More conclusive evidence can be found by interacting directly with other clients on the network. BitTorrent clients swap files in small pieces called blocks, and they must announce which blocks they have and which they still need in order to facilitate the swapping process. They do this by announcing a bitfield, in which each bit indicates whether the client has obtained a specific block. If a peer is actually trying to download a file, the client should report that it has more and more blocks over time, and it should never report not having a block after previously reporting having it. But the researchers found that not all peers behave this way.
"Although the majority of peers reported steady progression towards completing the download, peers in 20 small subnets always reported completions of between 45 percent and 55 percent," the paper reports. "For these IP addresses, further inspection of the bitﬁelds showed no consistency: they appeared to be generated randomly, rather than reflecting a progressively completing download."
The researchers note that this behavior "was not observed in any of the swarms sharing public domain content; the most likely explanation is that these were monitors."
Using these methods, the researchers compiled a list of IP addresses they suspected of being used for monitoring, then compared them with known information about who is observing the BitTorrent network. In some cases, the IP addresses correspond to firms that have publicly acknowledged that they engage in BitTorrent monitoring. In other cases, the IP addresses belong to firms that are engaged in IP enforcement efforts but have not publicly acknowledged running monitoring software. (The researchers report that one firm publicly acknowledged that it operated monitoring software after the firm's IP addresses had come up in the team's research.) Still other subnets belonged to hosting companies; the researchers speculate these are being leased by copyright enforcement firms.
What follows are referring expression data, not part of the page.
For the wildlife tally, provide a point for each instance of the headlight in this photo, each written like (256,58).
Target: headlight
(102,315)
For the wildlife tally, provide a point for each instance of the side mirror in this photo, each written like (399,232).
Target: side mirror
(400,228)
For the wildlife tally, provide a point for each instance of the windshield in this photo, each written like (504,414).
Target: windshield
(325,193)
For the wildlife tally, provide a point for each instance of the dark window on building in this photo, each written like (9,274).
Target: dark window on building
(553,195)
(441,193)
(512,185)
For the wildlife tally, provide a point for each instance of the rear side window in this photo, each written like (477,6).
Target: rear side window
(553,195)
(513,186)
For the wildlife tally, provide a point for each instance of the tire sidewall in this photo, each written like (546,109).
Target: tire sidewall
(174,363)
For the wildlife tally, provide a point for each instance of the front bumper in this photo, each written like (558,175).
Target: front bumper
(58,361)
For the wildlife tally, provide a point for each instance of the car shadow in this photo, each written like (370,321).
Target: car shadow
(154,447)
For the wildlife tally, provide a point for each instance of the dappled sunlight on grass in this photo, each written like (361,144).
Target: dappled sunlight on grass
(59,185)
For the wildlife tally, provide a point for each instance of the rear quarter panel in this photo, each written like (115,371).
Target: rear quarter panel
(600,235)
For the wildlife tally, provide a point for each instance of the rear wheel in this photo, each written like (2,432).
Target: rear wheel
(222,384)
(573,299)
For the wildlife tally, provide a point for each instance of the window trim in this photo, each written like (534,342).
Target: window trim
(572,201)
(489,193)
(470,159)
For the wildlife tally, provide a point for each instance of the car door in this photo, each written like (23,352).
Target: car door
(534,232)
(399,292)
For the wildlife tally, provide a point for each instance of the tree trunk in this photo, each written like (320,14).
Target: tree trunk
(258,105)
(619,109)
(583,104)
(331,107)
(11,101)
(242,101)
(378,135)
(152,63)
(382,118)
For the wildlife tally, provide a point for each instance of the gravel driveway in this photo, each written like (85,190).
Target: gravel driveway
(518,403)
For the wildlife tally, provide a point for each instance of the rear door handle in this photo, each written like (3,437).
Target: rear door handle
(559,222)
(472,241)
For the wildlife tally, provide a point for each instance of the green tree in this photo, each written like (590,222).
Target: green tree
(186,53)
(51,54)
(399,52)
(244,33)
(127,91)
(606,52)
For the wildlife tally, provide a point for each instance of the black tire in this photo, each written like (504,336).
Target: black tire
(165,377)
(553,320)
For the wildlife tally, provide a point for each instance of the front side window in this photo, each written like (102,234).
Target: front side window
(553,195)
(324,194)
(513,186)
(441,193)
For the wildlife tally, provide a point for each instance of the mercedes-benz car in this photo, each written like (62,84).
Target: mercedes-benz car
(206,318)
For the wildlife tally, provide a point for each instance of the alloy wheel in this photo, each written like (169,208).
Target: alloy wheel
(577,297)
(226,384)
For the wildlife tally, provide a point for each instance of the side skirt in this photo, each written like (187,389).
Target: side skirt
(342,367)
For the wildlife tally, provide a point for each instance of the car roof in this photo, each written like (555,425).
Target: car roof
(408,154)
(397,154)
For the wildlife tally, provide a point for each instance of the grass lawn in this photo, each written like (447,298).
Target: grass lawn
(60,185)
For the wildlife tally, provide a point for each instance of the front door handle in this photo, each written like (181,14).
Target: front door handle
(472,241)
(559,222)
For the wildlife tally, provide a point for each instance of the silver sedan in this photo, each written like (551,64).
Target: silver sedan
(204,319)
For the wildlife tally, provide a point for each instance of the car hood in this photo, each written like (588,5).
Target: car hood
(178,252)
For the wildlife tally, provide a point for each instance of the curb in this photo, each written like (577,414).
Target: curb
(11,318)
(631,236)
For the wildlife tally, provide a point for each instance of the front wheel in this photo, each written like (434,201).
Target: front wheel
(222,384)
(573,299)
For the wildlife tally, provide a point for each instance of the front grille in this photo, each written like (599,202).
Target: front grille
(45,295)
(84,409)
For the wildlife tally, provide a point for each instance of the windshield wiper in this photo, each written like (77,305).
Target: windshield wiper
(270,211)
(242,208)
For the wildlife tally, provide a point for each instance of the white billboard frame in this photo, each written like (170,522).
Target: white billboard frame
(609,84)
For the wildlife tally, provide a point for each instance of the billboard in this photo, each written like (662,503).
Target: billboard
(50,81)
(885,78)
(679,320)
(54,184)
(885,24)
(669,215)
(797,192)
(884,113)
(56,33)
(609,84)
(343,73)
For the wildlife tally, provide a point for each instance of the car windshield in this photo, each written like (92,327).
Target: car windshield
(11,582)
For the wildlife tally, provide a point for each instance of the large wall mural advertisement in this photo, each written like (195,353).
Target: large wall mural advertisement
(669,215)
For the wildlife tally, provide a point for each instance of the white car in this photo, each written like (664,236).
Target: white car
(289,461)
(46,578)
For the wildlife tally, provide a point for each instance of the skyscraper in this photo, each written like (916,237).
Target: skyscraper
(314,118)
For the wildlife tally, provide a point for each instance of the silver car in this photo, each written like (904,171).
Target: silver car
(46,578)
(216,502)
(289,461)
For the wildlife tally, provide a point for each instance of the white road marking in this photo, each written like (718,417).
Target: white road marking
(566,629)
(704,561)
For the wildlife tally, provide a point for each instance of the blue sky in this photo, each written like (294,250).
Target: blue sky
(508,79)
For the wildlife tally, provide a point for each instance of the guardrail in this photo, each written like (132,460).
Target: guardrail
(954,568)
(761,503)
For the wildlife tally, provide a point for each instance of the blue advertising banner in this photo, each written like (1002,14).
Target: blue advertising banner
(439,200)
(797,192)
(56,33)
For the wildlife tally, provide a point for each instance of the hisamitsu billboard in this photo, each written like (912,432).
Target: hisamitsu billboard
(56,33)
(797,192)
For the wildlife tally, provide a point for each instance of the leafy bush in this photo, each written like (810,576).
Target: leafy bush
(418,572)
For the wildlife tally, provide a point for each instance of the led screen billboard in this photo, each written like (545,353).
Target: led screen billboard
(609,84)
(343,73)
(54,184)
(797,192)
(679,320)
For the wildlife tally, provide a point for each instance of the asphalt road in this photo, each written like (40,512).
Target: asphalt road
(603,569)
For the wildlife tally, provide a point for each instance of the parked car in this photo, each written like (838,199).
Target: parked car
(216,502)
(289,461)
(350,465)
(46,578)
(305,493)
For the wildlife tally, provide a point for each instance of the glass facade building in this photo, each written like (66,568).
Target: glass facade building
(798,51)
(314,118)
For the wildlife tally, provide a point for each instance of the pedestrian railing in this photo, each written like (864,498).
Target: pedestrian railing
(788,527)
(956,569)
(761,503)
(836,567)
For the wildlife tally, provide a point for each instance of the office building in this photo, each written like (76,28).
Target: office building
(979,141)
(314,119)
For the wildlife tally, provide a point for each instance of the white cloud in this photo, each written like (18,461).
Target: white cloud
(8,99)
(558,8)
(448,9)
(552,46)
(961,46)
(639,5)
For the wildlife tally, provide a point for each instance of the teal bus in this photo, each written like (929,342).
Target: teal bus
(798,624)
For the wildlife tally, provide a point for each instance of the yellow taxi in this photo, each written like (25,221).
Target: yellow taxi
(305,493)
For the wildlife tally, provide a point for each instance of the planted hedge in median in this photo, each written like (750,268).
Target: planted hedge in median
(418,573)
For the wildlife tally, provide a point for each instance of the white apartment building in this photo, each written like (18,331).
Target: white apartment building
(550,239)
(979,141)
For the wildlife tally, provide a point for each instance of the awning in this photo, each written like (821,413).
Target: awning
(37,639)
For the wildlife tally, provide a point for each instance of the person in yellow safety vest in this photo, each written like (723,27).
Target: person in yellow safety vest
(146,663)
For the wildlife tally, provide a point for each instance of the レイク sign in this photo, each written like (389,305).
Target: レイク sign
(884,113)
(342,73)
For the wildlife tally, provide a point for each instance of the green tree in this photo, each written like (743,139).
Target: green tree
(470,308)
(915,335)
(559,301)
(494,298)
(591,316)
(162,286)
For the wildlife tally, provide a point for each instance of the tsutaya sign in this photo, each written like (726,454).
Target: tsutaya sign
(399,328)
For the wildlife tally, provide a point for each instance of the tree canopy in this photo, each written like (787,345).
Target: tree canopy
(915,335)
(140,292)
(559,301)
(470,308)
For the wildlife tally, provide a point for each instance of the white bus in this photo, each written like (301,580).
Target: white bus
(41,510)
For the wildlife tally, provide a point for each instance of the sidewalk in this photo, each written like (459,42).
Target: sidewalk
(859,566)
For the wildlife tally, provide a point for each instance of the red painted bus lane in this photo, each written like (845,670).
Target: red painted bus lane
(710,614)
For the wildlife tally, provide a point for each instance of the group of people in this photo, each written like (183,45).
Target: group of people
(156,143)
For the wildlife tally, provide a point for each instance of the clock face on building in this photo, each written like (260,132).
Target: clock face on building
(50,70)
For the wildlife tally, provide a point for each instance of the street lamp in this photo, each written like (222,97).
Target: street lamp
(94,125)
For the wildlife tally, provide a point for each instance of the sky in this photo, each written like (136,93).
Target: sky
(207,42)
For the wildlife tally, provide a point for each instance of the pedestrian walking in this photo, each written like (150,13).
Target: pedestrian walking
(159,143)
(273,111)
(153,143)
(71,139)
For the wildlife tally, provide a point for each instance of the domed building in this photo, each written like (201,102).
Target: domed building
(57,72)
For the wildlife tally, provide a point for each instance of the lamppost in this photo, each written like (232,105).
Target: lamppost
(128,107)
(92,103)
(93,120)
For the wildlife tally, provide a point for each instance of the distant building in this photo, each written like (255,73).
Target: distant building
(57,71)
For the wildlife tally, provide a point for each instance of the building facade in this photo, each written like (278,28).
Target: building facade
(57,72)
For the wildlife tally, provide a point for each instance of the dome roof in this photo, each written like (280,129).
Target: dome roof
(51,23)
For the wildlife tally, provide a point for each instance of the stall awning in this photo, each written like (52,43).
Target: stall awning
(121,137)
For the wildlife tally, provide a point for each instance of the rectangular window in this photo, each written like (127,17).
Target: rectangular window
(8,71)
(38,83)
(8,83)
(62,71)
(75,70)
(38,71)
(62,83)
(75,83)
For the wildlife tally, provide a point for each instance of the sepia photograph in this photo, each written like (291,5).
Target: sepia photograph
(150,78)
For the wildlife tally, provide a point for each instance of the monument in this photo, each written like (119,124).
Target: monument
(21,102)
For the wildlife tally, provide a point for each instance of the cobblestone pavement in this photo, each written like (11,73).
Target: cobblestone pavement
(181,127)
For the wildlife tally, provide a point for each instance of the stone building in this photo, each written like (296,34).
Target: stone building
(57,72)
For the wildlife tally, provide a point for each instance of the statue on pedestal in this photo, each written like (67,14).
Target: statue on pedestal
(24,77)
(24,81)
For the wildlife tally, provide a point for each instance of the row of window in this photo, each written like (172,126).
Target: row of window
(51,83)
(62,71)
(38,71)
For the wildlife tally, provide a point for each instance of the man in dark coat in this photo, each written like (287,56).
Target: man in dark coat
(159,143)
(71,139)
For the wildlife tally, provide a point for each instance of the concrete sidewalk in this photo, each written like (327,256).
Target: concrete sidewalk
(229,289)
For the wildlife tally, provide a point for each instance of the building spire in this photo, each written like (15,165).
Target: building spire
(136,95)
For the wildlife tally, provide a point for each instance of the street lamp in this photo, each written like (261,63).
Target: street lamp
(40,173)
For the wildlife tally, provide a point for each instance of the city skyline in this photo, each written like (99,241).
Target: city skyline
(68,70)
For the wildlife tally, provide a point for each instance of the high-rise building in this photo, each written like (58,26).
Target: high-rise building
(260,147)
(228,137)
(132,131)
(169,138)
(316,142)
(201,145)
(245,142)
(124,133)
The researchers also compared the subnets identified in their research with blocklists used by BitTorrent users to prevent their clients from communicating with IP addresses suspected of belonging to monitoring companies. While there was significant overlap between the blocklists and the researchers' own findings, they found both false positives and false negatives. That means that using currently available blocklists cannot protect BitTorrent users from detection, and potential legal problems, for sharing infringing files on BitTorrent.
The research is likely to set off a new round in the perpetual arms race between file-sharers and copyright enforcers. Users will presumably take advantage of the new monitor-detection techniques identified by Chothia et al to produce more accurate blocklists. Monitoring firms may respond by tweaking their monitoring clients to behave more like real clients, and by more frequently changing the subnets they use for monitoring.
In principle, a monitoring client could perfectly emulate the behavior of an ordinary client, completely foiling detection efforts. But to fully emulate the behavior of ordinary clients, monitoring companies would need to avoid making an implausibly large number of connections to the BitTorrent network from any specific subnet. To do that, they would likely need to lease a large number of servers and IP address blocks, which could be cost prohibitive. Given that these firms don't have infinite resources, the arms race between infringing users and enforcement firms isn't likely to stop any time soon.